Gosh, the tosh that's spoken by the posh
The lower classes have no morals because their schools don't have time to teach them
Alfred P Doolittle perhaps puts it best when he is asked by Colonel Pickering, in My Fair Lady, if he has no morals. "Nah," he replies. "I can't afford 'em, guv'ner."
I wonder if Richard Walden had Doolittle in mind last week when up he popped from his usual role as the chairman of the Independent Schools Association to explain why the lower classes have no morals. It's not their fault, he said, generously – it's just that "[state] schools are turning out too many amoral children because teachers cannot find the time to teach the difference between right and wrong". They're too "overwhelmed by the pressure to achieve results", he said. By contrast, private schools, such as the one of which he is head, the £2,000-per-term Castle House School in Shropshire, turn out "well-rounded" pupils with "moral understanding".
In an interview on Radio 5 Live, Mr Walden was asked three times what evidence he had for these observations, and referred continually to his 40-year experience of visiting "many independent schools" where a "rich, cultural life" is provided. In the absence of any evidence, then, I researched some private schools. Eton alone provided the rich moral education that produced Simon Mann, the co-conspirator with Mark Thatcher (Harrow) in the Equatorial Guinea coup; Darius Guppy, the architect of the fake jewel heist and £1.8m insurance fraud of Lloyd's of London; another insurance fraudster, Lord Brocket, who buried three vintage Ferraris and a Maserati in the grounds of Brocket Hall; and the Nepalese Prince Dipendra, who murdered nine members of his family.

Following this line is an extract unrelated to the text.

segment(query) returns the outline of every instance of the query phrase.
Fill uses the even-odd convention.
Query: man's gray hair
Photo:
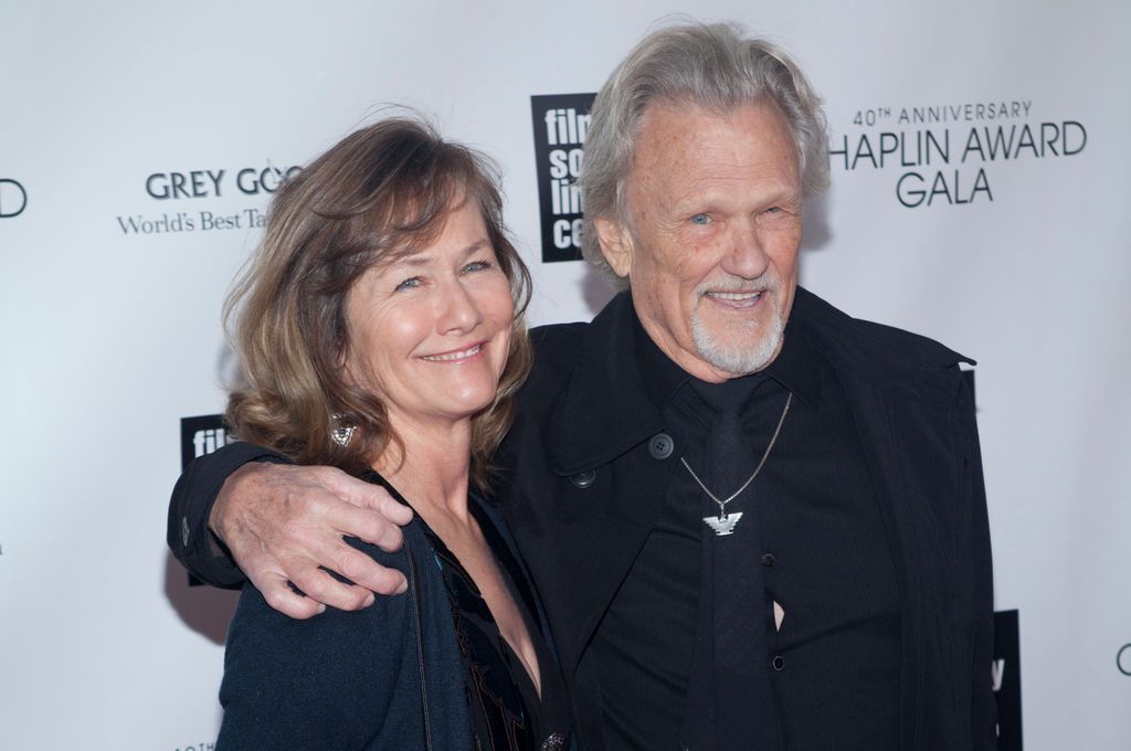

Other privately educated fraudsters include Major Charles Ingram (Oswestry School), the Who Wants to Be a Millionaire? cheat; the £1.4bn UBS "rogue trader", Kweku Adoboli; and too many tax avoiders to count. Queen Elizabeth Grammar School in West Yorkshire boasts two serial killers. Meanwhile, Swaziland's King Mswati III, accused by Amnesty International of violating the human rights of women and girls, including their right not to be subjected to forced marriage, was educated at Sherborne, Dorset, while everybody's favourite North Korean dictator, Kim Jong-un, went to a swish school in Switzerland, where fees are now around £16,000 a year. He left without the equivalent of a single GCSE, so at least we know that his teachers were not overly pressured to achieve academic results.
Mr Walden's hypothesis is ridiculous, then, but it is dangerous, all the same. Alfred Doolittle, you may also remember, was one of the original "undeserving poor" – a group that this government (most of them privately educated) seems determined to label, demonise and blame for all ills. Statements such as Richard Walden's make that process so much easier. Is that the kind of morality that can be bought for thousands of pounds a term?